Staining Live Cells with Fluorescent Nucleic Acid Stain LUCS 13

LUCS 13 is a cell-permeant nucleic acid stain that exhibits green fluorescence upon binding to nucleic acids. The stain has a high fluorescent yield and a structure identical to SYTO™13 stain.

LUCS 13 is used to stain both DNA and RNA in live and dead eukaryotic cells as well as Gram-positive and Gram-negative bacteria. The dye is excited by the blue laser at 488 nm. Its fluorescence emission is detected in the fluorescein channel with a peak at 509 nm when bound to DNA and 514 nm when bound to RNA.
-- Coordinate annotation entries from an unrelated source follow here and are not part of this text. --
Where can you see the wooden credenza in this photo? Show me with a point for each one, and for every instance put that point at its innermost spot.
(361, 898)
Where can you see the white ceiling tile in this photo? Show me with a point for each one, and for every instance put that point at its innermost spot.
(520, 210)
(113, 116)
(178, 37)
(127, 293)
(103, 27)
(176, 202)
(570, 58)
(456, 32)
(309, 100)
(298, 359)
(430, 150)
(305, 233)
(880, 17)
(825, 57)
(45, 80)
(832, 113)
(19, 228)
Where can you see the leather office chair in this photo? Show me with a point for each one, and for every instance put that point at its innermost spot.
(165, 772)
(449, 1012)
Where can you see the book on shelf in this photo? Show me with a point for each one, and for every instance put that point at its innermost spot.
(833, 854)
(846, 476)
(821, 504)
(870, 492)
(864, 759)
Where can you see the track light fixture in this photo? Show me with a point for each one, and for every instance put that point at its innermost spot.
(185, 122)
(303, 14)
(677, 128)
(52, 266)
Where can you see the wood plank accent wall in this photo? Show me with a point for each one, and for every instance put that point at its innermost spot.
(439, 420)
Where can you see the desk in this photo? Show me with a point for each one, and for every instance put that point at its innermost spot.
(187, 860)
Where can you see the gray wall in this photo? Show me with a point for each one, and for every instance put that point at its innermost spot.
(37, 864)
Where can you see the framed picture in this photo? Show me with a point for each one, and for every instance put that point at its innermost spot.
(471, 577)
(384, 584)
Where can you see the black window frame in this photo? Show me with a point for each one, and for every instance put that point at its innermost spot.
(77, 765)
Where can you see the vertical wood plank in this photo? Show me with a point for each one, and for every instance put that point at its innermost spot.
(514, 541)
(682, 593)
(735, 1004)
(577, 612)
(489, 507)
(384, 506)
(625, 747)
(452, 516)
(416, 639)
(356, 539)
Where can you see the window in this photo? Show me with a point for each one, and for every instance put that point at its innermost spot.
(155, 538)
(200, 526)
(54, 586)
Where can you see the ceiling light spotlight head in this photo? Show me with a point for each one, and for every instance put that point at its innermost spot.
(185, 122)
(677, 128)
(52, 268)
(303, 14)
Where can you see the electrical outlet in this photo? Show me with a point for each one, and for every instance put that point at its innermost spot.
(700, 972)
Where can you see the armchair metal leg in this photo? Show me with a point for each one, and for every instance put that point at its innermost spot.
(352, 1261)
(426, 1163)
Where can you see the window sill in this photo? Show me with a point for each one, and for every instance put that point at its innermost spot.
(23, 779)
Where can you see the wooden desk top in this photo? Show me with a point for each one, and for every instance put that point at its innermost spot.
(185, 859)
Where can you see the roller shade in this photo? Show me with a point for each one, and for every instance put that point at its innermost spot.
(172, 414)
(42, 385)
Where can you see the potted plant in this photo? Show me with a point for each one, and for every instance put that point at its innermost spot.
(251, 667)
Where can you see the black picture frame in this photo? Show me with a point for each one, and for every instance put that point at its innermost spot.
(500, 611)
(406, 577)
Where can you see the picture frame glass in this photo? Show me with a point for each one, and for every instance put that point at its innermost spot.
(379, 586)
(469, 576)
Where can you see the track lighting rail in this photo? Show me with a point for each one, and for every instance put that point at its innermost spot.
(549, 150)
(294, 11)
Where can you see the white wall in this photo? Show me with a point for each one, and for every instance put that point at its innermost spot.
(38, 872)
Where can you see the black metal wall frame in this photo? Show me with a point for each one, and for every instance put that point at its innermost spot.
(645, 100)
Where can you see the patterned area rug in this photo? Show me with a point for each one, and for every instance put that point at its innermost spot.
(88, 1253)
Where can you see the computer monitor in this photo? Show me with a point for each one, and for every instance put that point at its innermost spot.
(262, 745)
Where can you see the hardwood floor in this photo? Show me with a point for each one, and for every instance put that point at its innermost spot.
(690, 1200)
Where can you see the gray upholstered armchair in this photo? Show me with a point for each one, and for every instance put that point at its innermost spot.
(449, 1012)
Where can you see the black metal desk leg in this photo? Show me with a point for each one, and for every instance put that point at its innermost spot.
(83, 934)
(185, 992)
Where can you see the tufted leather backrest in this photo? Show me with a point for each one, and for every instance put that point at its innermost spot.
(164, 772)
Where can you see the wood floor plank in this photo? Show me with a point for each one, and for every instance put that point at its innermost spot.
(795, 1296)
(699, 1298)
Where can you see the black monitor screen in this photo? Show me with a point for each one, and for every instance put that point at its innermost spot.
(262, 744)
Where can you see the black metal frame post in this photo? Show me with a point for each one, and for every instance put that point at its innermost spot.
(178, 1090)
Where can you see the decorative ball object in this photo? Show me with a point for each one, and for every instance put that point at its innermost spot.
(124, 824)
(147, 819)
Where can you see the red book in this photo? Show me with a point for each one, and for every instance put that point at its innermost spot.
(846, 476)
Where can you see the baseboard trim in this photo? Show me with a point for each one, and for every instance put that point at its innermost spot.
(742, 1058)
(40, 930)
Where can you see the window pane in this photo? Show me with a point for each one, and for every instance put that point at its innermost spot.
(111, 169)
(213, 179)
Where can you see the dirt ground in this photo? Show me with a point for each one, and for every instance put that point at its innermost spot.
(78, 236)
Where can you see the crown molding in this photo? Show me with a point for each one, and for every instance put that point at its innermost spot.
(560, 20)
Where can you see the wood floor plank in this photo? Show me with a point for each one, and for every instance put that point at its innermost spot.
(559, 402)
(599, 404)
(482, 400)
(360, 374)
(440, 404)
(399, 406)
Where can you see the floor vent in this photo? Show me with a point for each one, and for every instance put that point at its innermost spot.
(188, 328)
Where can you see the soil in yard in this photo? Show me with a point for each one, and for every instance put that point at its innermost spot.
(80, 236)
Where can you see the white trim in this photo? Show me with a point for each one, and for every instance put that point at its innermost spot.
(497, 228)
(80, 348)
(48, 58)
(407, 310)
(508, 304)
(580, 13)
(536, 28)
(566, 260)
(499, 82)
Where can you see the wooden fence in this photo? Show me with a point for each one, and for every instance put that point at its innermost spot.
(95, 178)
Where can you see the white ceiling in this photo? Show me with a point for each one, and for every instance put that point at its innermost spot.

The dye can be used in simultaneous labeling with cell-impermeant nuclear markers, such as YoDi-3, to evaluate cell viability using fluorescence microscopy and flow cytometry.

Protocol

The exact protocol depends on the specific cell type and experimental task. In general, it can be described as follows:

Prepare a 50 µM stock solution of LUCS 13. To do this, add 990 µl of deionized water to 10 µl of a 5 mM LUCS 13 solution. The stock solution can be aliquoted and frozen for long-term storage.
To prepare a working 1 µM LUCS 13 solution, add 20 µl of 50 µM LUCS13 stock to 980 µl of PBS.
Carefully remove adherent cells from the growth surface in a suitable manner. With suspension cells, start work from the next point.
Wash the cells once with cold PBS (pH 7.4). Seed cells by centrifugation for 5 min at 300 g.
Incubate the cells in 1 ml of 1 μM LUCS 13 working solution for 30 min at 37°C.
Remove the dye solution by centrifugation for 5 min at 300 g.
Wash the cells once with PBS.
(Optional) If necessary, cells can be fixed in 3.7% formaldehyde in PBS for 15 min, washed with PBS, and restained with another stain.

Important

Use plastic vials when handling LUCS 13 solutions, as the diluted dye may stick to the glass.
The brighter staining results can be obtained with phosphate-free buffers (e.g.,15 mM HEPES in saline).
Before starting the experiment, test several dye concentrations ranging from 10 nM to 5 µM to determine the most optimal dye dilution. The result of staining is influenced by many factors: growth medium, cell density, presence of other cell types, duration of staining, etc.

SYTO® is a trademark of Molecular Probes Inc.